This challenge is further enhanced by the limited incorporation of palliative care in healthcare education, as highlighted by another participant:

“I think the main barrier is still the term palliative care itself, it's still something that's been around here in Brazil for some time, but it's still not disseminated in hospitals, it's still not disseminated in undergraduate courses and often what I see as a difficulty is that people don't understand palliative care itself, perhaps rehabilitation, because people think that this patient has nothing to be rehabilitated ‘this patient is going to die’ or people think that the definition is in the concept ‘at the end of life’”. (Nurse5-BR)

Moreover, professional resistance to interdisciplinary work was reported as an additional challenge, as healthcare providers were often reluctant to adopt collaborative models of care:

“We need education first, we need funding so that we have a service, we need professionals to be trained and the family needs to understand what rehabilitation in palliative care is, sometimes they don't understand what palliative care is. Professionals are resistant to interdisciplinary work, because they're not used to it”. (Nurse9-BR)

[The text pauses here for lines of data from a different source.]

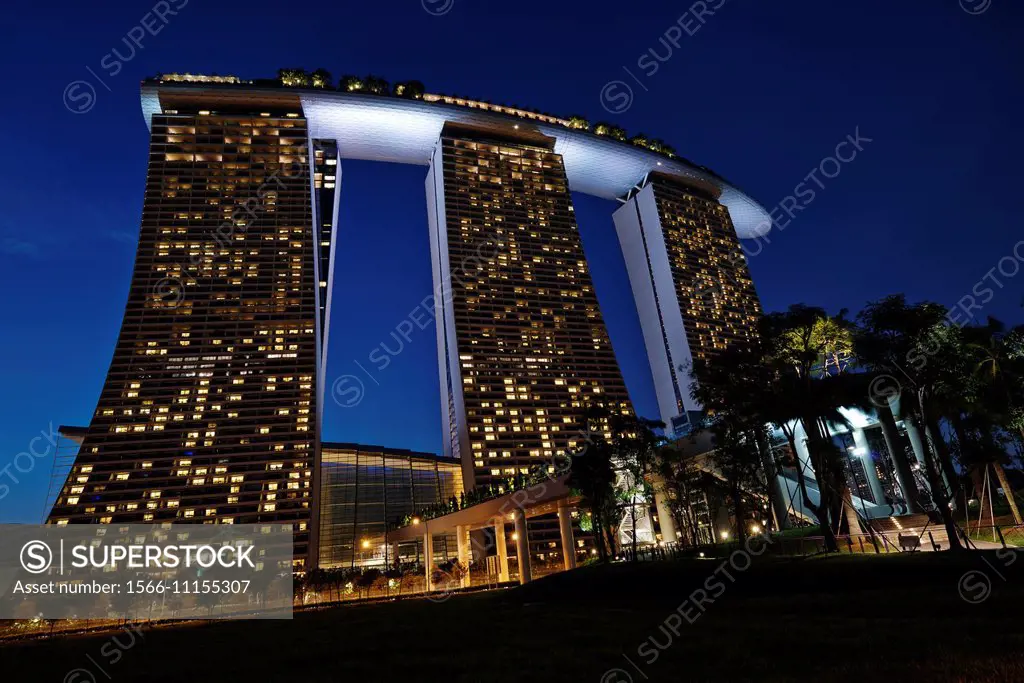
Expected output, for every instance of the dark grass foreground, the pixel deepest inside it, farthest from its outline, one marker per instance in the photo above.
(842, 619)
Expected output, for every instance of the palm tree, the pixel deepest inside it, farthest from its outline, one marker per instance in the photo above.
(1000, 373)
(914, 343)
(593, 478)
(321, 78)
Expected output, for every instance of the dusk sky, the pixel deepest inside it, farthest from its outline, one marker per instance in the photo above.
(760, 92)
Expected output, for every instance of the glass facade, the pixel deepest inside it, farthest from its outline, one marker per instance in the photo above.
(208, 412)
(365, 488)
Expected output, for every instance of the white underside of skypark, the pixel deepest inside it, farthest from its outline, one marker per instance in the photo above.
(404, 131)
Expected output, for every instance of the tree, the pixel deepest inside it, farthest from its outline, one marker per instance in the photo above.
(295, 78)
(579, 122)
(916, 344)
(321, 79)
(809, 394)
(593, 478)
(376, 85)
(682, 480)
(610, 130)
(409, 89)
(634, 444)
(640, 140)
(350, 83)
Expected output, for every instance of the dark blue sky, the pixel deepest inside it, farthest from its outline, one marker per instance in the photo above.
(761, 92)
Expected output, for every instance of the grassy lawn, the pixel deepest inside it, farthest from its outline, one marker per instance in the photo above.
(896, 617)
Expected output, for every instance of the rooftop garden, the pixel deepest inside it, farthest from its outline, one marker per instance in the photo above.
(375, 85)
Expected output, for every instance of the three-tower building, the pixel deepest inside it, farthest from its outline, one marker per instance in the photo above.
(211, 409)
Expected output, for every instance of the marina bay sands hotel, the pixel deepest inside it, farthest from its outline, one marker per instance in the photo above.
(212, 406)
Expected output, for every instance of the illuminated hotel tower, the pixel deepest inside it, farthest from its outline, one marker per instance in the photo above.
(690, 282)
(210, 408)
(521, 343)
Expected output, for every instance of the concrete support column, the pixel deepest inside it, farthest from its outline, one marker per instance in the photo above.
(503, 550)
(522, 546)
(428, 559)
(462, 538)
(864, 451)
(565, 527)
(916, 440)
(894, 442)
(665, 518)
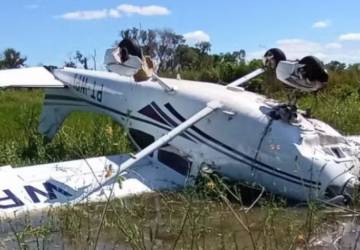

A central barrier identified in both contexts was the perception of rehabilitation as a curative intervention, conflicting with the palliative care philosophy. In the United Kingdom, one participant pointed out that even the term “rehabilitation” itself can create confusion or resistance among professionals and patients:

“I think part of that is the word rehabilitation”. (Nurse5-UK)

Similarly, another UK participant reflected on how patients’ fears and expectations about hospice and palliative care can act as a barrier to engagement with rehabilitation services:

“There are those patients who, when they hear the word hospice, or palliative care, think it's the end of their life, so they don't want to be empowered themselves, I think they want to be looked after, or they've reached a point where they're actually totally fed up, they don't want to be independent any more”. (OT5-UK)

This underscores an important cultural challenge, whereby patients and families may not always be receptive to rehabilitation efforts, particularly if they align palliative care with end-of-life care rather than quality-of-life enhancement.

Similar misconceptions were evident in Brazil, with families sometimes actively discouraging rehabilitation efforts in favour of complete rest and dependency:

“I think the biggest barrier is when the family doesn't allow us to work completely, when they really believe that the best thing for the patient is to be doing for him, to leave him without work, to leave him just resting”. (OT5-BR)

This reflects a fundamental gap in understanding rehabilitation's role in maintaining dignity and autonomy, rather than contradicting the palliative approach.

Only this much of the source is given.